And guess what? As we worked to save the cocoa crop, the manufacturers worked to perpetuate the fluctuattions in the earnings of cocoa producers. Yes, we were taxed to fulfill the laisser-faire objectives of supply and demand! We still are.
We should also encourage our existing entrepreneurs, and create new ones, to enter fields which will enable us to maximise our earnings from the opportunities which the progress we are making towards creating an African common market area will be progressively opening to us.
Incidentally, what is the current situation regarding co-operation between Ghana and the Ivory Coast over the creation of a common mechanism for marketing cocoa in the two countries? We often make heart-warming announcements about such schemes.
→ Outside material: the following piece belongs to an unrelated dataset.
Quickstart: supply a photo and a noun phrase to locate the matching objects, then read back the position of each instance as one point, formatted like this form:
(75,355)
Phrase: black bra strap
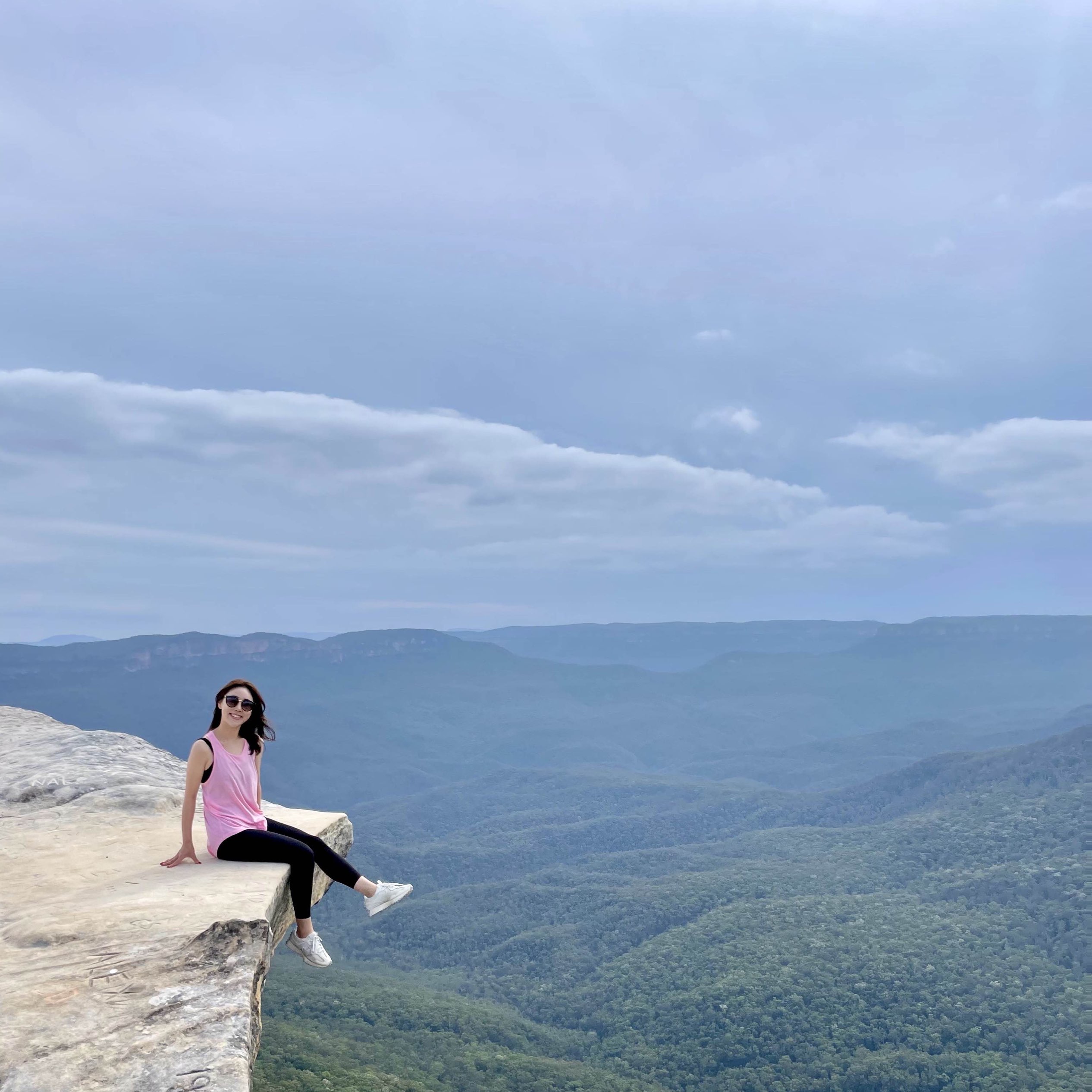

And then we seem to leave them to rot in files.
Finally, I hope the Ukrainian situation will persuade us to take agriculture more seriously.
The shortage of wheat resulting from the Russian invasion of Ukraine should reinvigorate our efforts at producing maize, and also cassava (which I believe can be mixed with maize and/or millet in the production of bread.)
Certainly, it is a shame that we should be importing ANY vegetables from places like Burkina Faso, for we share basically the same climatic conditions as them.
I hope that if the current IMF palaver does nothing else for us, at least it will give us a kick in the butt to put and end to our nonchalant attitude to issues relating to our economic survival.
For it is a pity that we keep going to the IMF to say the same things, get the same conditionalities and take them hoe to cry over them!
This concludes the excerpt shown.